The depreciation schedule for rental property is 27.5 years/ straight line, or 3.6 percent of value. Only buildings are depreciable, and in the US, this is about 80 percent of value, so 3.6 percent x .8 = 2.9 percent. Owner-occupants may not deduct operating expenses, while landlords are allowed to do so. Figure this adds another one percent to the deduction. We are at a 4.6 percent deduction for owners, and 3.9 percent for landlords. This is a pretty small difference

But the average owner occupant is almost surely in a lower marginal tax bracket than the average investor in apartments. If the average owner pays a 20 percent marginal tax rate, and the average landlord pays 25 percent, the tax deduction to landlords is actually a little higher than the tax deduction to owners.

Neither owner-occupants nor landlords pay much in the way of capital gains taxes (owner-occupants get a large exemption, while landlords can use exchanges to defer capital gains taxes forever).

The tax treatment of housing still encourages high income people to buy bigger houses than they otherwise might (because the value of the subsidy increases with one's tax bracket), and this is distributionally obnoxious. But given the magnitudes we are talking about, I am guessing the deadweight loss created is pretty small.

I don't think the depreciation allowance for rental housing is unreasonably high: building that are not recapitalized will wear out before age 27.5 (try going without a new roof or furnace for 27 years). So it is not clear to me how the tax code particularly favors housing relative to other investments.


Anonymous said...

The value of the subsidy increases with a person’s tax bracket and the tax treatment of housing is encouraging people with high income to buy bigger properties.Smart Tax,Tax Strategies,Smart Tax Strategies, Real Estate Investor, Real Estate,Real Estates Association

Anonymous said...

Landlords are subject to capital gains taxes and recapture, which effectively eliminate most of the previous tax deductions at sale.

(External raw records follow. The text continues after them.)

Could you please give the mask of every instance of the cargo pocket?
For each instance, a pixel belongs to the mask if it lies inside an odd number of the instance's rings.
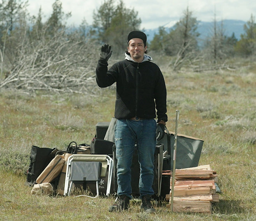
[[[124,146],[121,138],[116,138],[116,155],[117,157],[123,157],[124,155]]]

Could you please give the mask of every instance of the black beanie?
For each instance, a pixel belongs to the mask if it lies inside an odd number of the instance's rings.
[[[146,45],[147,42],[147,36],[145,33],[140,31],[131,31],[128,35],[128,37],[127,38],[127,43],[132,38],[140,38],[142,39],[143,41],[144,45]]]

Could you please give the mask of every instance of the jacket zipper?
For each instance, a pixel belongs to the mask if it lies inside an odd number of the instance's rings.
[[[137,114],[138,114],[138,102],[139,102],[139,65],[137,66],[137,73],[136,74],[136,93],[135,98],[135,116],[137,117]]]

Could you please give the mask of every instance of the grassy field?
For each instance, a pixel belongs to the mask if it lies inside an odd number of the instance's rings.
[[[32,195],[26,185],[32,145],[61,149],[73,140],[90,143],[96,124],[113,116],[114,88],[99,89],[91,96],[2,90],[0,220],[256,220],[256,63],[244,60],[239,66],[201,73],[161,67],[167,128],[174,131],[179,110],[178,133],[204,141],[199,165],[210,164],[218,174],[222,193],[212,214],[171,213],[164,205],[148,215],[135,201],[129,211],[113,213],[107,211],[112,197]]]

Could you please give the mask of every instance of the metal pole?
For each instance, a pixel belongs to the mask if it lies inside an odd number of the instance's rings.
[[[172,189],[171,195],[171,211],[173,210],[174,195],[174,182],[175,177],[175,167],[176,166],[176,151],[177,146],[177,131],[178,130],[178,121],[179,121],[179,115],[180,111],[179,110],[176,110],[176,120],[175,121],[175,133],[174,134],[174,154],[172,159],[173,164],[172,166]]]

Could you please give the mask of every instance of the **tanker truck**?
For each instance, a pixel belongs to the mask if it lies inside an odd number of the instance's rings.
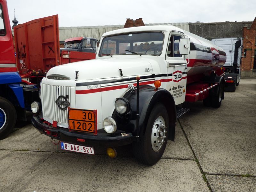
[[[62,149],[103,148],[114,158],[115,147],[131,144],[136,158],[152,165],[174,140],[177,120],[189,110],[183,104],[220,106],[226,60],[221,48],[172,25],[108,32],[96,59],[49,70],[32,123]]]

Many homeowners pay no capital gains taxes at all, and never pay recapture taxes.

Anonymous said...

Are you taking into account that landlords also avoid self employment tax if they are sub s or allowed to treat rent as passive income rather than earned income. Something owner occupants certainly don't get to do. Does the regressiveness of the MID make the argument for getting rid of it for owner occupants.

David Barker said...

Great post, Richard. I gave a problem set in an Urban Econ course a few years ago that asked the same question. The answer was that the federal government collects about the same revenue from a condo owner as it does from an apartment renter plus the apartment owner.

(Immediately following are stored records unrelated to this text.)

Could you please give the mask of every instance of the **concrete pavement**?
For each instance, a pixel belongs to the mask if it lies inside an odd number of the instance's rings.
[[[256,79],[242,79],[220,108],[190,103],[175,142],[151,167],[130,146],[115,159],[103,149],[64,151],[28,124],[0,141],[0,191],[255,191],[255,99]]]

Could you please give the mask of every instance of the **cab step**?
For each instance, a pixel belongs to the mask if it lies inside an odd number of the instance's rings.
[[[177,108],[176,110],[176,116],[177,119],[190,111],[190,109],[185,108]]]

You are right about 27.5 year depreciation, but depreciation is still interesting because it is not a cash expense and it depends on the asset value, not equity. A small investment can generate large tax losses, which a qualifying real estate professional can use to offset a spouse's income or other income.

Ares Vista said...

The fact that many homeowners don't pay capital gains tax really shifts the equation. Landlords have it rough, there's no doubt about it.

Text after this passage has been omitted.